AES WireGuard Implementation
The AES WireGuard interface uses a fork of the standard wireguard-go implementation
with a single modification: the Noise protocol cipher suite is changed from
ChaCha20-Poly1305 to AES-256-GCM.
Everything else — the Noise IKpsk2 handshake pattern, session key derivation, UAPI interface, timers, peer management — is identical to standard WireGuard. The interface is verified at startup to confirm the correct cipher:
Noise_IKpsk2_25519_AESGCM_BLAKE2s
Key Properties
- Same WireGuard private key as the primary interface — no additional key management for the tunnel itself
- Independent PSK from DSKE — this is the additional key material that enables the second encryption layer
- Automatic MTU: Derived from the primary WireGuard MTU minus 60 bytes (IPv4 overhead)
- Userspace implementation: Runs entirely in userspace for portability
PSK Security Gate
When a new AES peer is added, the interface initializes with a random PSK that is different from the remote peer's random PSK. This means:
- The WireGuard handshake on
aes0will intentionally fail — both sides have different PSKs - No application traffic can flow over the AES tunnel
- DSKE must establish a shared secret before the tunnel becomes operational
- Once DSKE injects the agreed-upon PSK on both sides, the handshake succeeds within seconds
This is a deliberate security gate: the AES path is blocked until DSKE establishes governance.

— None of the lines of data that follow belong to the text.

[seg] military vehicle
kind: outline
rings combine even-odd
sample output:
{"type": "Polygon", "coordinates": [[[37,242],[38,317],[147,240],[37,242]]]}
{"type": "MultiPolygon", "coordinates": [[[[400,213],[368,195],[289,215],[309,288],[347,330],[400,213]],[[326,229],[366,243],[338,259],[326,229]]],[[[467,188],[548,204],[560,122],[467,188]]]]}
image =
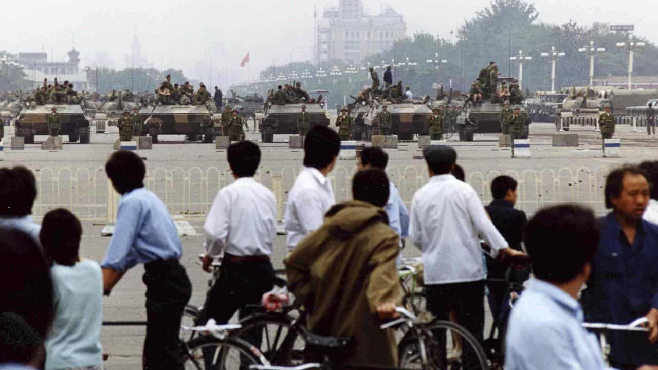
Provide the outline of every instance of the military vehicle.
{"type": "Polygon", "coordinates": [[[153,144],[159,142],[159,135],[185,135],[187,141],[203,140],[205,143],[212,143],[215,134],[211,112],[208,103],[204,105],[168,105],[152,101],[139,110],[139,118],[153,144]]]}
{"type": "MultiPolygon", "coordinates": [[[[327,90],[315,90],[311,92],[328,92],[327,90]]],[[[326,103],[323,100],[322,96],[326,95],[320,93],[316,98],[313,98],[307,103],[299,101],[288,103],[283,105],[268,101],[264,116],[259,122],[261,141],[264,143],[273,142],[274,134],[295,134],[299,132],[297,118],[301,111],[302,104],[306,105],[306,111],[311,117],[309,129],[316,124],[329,126],[329,113],[326,110],[326,103]]]]}
{"type": "Polygon", "coordinates": [[[38,105],[36,103],[21,111],[16,120],[16,136],[24,138],[25,144],[34,144],[35,135],[47,135],[47,117],[53,107],[57,109],[62,127],[61,135],[68,135],[69,142],[78,140],[81,144],[88,144],[91,138],[89,120],[85,117],[85,111],[80,104],[46,103],[38,105]]]}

There is never a window where the AES tunnel operates without DSKE-managed keys.
Key Rotation
DSKE rotates the PSK every 120 seconds. Rotation is seamless:
- DSKE generates a new secret and both peers inject it
- The existing WireGuard session continues with its current session keys
- At the next natural WireGuard rekey (every 120 seconds), the new PSK is used
- No traffic interruption, no forced handshake on rotations
The AES WireGuard interface is currently Linux-only. Other platforms use the standard WireGuard tunnel.